Thursday 28 April 2011

As promised in my last post, here is the antidote to too much slingshot. If you need to, look back at that post so you understand which good thing I am saying you can have too much of! But if the slingshot idea is too complicated for you, worry not. You will also find this correction very effective for the kind of 'dud leg' that we discuss below.
If someone has over-done the slingshot, she will be too far back in the saddle, with the thigh too horizontally out in front of her, and the knee too up. Most people have a leg that behaves like this, even though they have never heard of the sling shot idea! Either way, the rider needs a correction that enables her to bring herself forward in the saddle, and to kneel more down through that thigh. At the same time she also needs to make more push forward from her back, and to direct that push into the thigh and the kneeling posture.
I recently used the idea I am advocating with a relatively novice rider in the USA, who had one leg that looked just like a rider's leg should, and one that looked weak and 'unstuffed', with her knee too up, her foot too forward, and her pelvis too tucked under on that side. You can't exactly say that she was' over-slingshoted' as she had never learnt to do this (and her posture was an aberration of the sling shot idea). But her asymmetry gave her one leg that stayed easily in the shoulder/hip /heel line, and one that wobbled about in front of her. She could barely influence it at all. Whilst hers was an extreme example, most riders can recognise this scenario.
Historically, our fixes for the 'dud leg' have been hard for people to do and maintain, and they have required the slow, progressive 'drip water on the rock' kind of change that can be pretty tedious and painful (in an emotional 'here we go again....' kind of a way). But this rider changed it profoundly in one session, and could maintain it well. Here's how.
I suggested that she imagined we could make a vertical cut in her thigh beginning from her 'front tendon' (where the big muscle of the front of the thigh inserts into the pelvis) and going vertically downwards. Since we do not want it to bleed to much, we put a metal plate on it, and her task was to push the whole of her torso, pelvis and thigh 'up to the plate'. This is rather as if someone put their lower arm against her back on that side and pushed it forwards, towards her thigh.
She could immediately do this, and it changed the entire look of her thigh and pelvis, giving her more 'kneel', and a shoulder/hip/heel vertical line that she could maintain.
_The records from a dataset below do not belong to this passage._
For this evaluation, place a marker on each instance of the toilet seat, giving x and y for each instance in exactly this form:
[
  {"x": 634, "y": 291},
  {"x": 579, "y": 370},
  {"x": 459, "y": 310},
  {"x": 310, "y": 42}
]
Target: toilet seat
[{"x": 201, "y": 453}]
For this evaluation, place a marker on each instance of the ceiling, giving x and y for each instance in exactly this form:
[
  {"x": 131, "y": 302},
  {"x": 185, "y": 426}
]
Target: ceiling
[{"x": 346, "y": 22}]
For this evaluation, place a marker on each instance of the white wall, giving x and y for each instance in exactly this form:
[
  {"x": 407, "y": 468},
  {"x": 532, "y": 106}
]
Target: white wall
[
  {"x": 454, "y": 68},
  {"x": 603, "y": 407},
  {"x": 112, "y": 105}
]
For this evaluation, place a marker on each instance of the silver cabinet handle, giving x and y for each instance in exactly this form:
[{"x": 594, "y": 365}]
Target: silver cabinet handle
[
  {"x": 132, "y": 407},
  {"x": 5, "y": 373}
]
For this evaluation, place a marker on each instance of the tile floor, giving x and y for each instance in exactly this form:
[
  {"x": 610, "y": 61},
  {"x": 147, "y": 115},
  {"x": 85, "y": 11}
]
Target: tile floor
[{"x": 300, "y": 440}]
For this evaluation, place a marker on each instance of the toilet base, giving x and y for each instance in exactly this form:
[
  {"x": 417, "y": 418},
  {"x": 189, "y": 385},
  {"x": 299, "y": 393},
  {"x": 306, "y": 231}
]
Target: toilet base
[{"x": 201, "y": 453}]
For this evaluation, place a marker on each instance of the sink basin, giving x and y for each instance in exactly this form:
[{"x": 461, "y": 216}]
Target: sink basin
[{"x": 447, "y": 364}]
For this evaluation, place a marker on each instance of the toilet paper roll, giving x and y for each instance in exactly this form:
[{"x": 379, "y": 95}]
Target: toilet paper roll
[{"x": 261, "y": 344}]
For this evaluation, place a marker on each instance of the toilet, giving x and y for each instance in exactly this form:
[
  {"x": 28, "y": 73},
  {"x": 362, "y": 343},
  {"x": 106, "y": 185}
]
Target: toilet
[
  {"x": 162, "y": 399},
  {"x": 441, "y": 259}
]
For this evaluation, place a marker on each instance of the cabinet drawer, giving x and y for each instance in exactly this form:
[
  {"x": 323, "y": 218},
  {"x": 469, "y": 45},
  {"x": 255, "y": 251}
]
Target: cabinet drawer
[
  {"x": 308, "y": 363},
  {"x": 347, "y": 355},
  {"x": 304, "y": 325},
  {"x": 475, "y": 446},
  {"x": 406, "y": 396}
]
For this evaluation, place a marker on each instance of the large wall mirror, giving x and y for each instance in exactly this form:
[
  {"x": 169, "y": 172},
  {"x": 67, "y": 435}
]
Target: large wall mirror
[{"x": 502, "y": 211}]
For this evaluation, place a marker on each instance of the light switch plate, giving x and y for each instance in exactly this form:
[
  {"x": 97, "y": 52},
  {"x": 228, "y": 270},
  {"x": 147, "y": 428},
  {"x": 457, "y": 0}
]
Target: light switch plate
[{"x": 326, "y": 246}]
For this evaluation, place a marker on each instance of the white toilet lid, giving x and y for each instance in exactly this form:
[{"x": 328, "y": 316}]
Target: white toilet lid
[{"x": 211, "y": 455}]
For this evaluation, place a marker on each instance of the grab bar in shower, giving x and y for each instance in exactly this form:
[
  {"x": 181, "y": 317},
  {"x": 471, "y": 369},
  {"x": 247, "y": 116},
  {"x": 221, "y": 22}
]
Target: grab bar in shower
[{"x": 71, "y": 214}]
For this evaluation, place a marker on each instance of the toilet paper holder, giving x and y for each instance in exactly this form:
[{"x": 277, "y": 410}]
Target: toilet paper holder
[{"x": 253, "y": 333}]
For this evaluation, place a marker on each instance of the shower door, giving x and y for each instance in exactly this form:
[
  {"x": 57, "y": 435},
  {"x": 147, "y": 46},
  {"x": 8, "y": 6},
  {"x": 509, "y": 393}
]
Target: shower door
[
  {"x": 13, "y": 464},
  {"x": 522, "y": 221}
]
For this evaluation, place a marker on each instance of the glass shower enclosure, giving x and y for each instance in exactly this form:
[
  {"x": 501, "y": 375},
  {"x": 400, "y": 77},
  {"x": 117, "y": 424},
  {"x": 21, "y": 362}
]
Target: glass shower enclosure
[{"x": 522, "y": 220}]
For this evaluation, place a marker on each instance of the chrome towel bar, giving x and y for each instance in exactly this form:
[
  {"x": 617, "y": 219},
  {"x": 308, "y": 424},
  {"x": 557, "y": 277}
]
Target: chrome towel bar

It was hard work, and it felt like defying gravity, and the position that her body so wanted to fall back into. But it was possible, and highly effective.
I also suggested that she felt the resulting difference in the positioning of that seat bone, and thought of her balance over it being like that of a ballerina on point. Her pelvis would have so loved to have fallen backwards, away from the plate, as if on to demi-point, so that her seat bone pointed forwards. This was probably in fact the bottom line: on that side of her torso she was round backed, falling back to sit 'on her jean's pocket', which inevitably bought her thigh forwards and up. On the other side she she could sit in neutral, with her seat bone pointing down, and a good 'kneel' down through her thigh.
The rewards for this change were huge. Her original feeling that she could not control the 'dud leg' was not great, but along with this she lost so much ability to control her horse, especially when that leg was on the inside. As she 'pushed up to the plate' and got into a kneeing posture, her centre of gravity was no longer falling backwards, and she was able to match the forces that the horse's movement exerted on her body. This meant that her horse no longer felt as if he was dragging her along on that side, and he became lighter in her hand as his back came up, bringing him into carriage underneath her. It was a win-win for both of them.
As riders, we need to be able to draw our centre of gravity back, and also to be able to bring it forward. Leaning forward and leaning back are not the answers to this. To think of the pelvis moving back away from the thigh (as in lengthening the sling shot) and forward towards the thigh (as in pushing up to the plate) are very different, and very effective tactics. It is highly likely that one side of the body naturally tends towards one option, whilst the other side tends towards the other. But knowing what to do about this gives you a huge advantage!

2 comments:

SeaHorse said...

I am so sorry Mary, but I can't visualize this fix! When I rode with Heather Blitz she told me I had to bend at the knee more to bring my balance back to underneath me. In a sense I had a "water skiing" position. Is that the same fault that your sling-shot corrects?
I hope you respond...

swill said...

The metal plate visualization has worked for me. Thinking about it while doing my off horse exercises has helped too.
The difference in my 17.2 draft cross gelding is incredible.